- Guarda un filino più a sinistra… Più strabico, se puoi, ti dà un fascino assurdo. Fammi un sorriso tipo quando vedi un salmone che attraversa la strada alla fermata dell’autobus.
- E se il salmone finisce sotto l’autobus?
- Ovvio che ci finisce, se no perché sorrideresti? Perfetto, fermo così…
- Gianni, sei un sadico.
- Solo un poco.
- Ma perché oggi stiamo qua nel tuo studio invece che nei soliti posti stravaganti che piacciono a te? Parchi, castelli, rovine, monumenti, chiese deserte…

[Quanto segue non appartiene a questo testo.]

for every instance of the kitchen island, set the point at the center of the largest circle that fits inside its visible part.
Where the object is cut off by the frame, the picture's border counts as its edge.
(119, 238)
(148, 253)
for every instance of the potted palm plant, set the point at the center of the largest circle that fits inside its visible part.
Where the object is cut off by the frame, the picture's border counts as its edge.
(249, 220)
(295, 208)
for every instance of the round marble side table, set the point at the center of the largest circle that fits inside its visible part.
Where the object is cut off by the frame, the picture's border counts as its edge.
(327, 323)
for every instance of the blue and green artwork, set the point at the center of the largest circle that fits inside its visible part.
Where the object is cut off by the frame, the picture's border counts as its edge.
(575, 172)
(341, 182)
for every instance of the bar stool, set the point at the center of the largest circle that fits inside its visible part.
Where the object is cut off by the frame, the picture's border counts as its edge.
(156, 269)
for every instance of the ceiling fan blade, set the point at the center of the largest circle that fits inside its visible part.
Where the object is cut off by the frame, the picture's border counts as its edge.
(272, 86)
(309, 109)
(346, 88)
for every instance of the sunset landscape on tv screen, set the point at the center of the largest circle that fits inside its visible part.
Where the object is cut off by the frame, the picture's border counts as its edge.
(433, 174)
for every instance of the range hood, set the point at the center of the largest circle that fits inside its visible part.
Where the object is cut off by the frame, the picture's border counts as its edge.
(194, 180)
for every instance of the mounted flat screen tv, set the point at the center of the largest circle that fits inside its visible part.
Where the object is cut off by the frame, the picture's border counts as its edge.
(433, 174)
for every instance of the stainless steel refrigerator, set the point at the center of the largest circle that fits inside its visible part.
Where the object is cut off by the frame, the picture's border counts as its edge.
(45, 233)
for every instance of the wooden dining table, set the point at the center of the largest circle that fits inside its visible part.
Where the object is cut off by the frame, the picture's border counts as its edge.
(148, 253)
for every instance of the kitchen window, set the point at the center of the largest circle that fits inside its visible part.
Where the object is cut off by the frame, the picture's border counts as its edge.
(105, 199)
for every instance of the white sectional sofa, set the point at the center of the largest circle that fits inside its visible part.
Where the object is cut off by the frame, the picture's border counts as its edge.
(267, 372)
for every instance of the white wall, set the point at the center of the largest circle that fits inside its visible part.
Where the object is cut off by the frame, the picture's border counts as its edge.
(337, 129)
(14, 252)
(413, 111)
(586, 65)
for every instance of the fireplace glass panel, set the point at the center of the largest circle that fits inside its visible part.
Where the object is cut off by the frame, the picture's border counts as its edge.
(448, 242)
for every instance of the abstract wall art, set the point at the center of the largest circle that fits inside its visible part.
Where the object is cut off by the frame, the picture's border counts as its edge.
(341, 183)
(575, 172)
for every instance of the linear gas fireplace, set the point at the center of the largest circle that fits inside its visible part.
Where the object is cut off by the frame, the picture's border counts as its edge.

- Dio, come sei naïf: si dice “location”, non “posti”.
- Vabbè, nelle solite location. Non ci andiamo più?
- No, non ci andiamo più. Per oggi abbiamo finito, tesoro, puoi rivestirti.
- Di già?
- Sì, di già.
- Okay, mi rivesto.
(Silenzio)
- Quanto ti devo per il servizio, Gianni? Il solito?
- No, oggi no. Oggi è gratis, offro io.
- Ma perché?
- Perché è l’ultima volta.
- Come?... È uno scherzo, vero?
- No, gioia, non è uno scherzo.
- Cioè, in che senso l’ultima volta?
- Nel senso di ultima. Finish. The end.
- Ma Gianni… siamo partiti da poco, le riviste stanno appena incominciando a pubblicare le mie foto, cioè le tue, e tu vorresti piantarmi in asso?… Dai, non ci credo, è uno scherzo: un pesce d’aprile, eh?
- Ti ho detto che non sto scherzando.
- Non capisco… Ho fatto qualcosa che non va? Ho sempre pagato quello che mi hai chiesto, non penso di averti deluso o offeso in qualche modo… Sono davvero così scarso come modello?
- No amore, tu sei perfetto. Buchi lo schermo.
- E allora?
- Siediti, passerotto. Ti va un drinkino?
- Io… non so… cosa mi offri?
- Un Irish Coffee.
- Sarebbe?
- Un cocktail che si fa con irish whiskey, caffè lungo bollente americano e un cucchiaino di zucchero di canna. Ci vorrebbe anche la panna, ma non ne ho in frigo. Te lo preparo subito.
- Grazie, ma…
- Non discutere, ci vuole.
…
- Allora, com’è?
- Buonissimo, Gianni. Sei veramente bravo anche a fare i cocktail, non solo le foto.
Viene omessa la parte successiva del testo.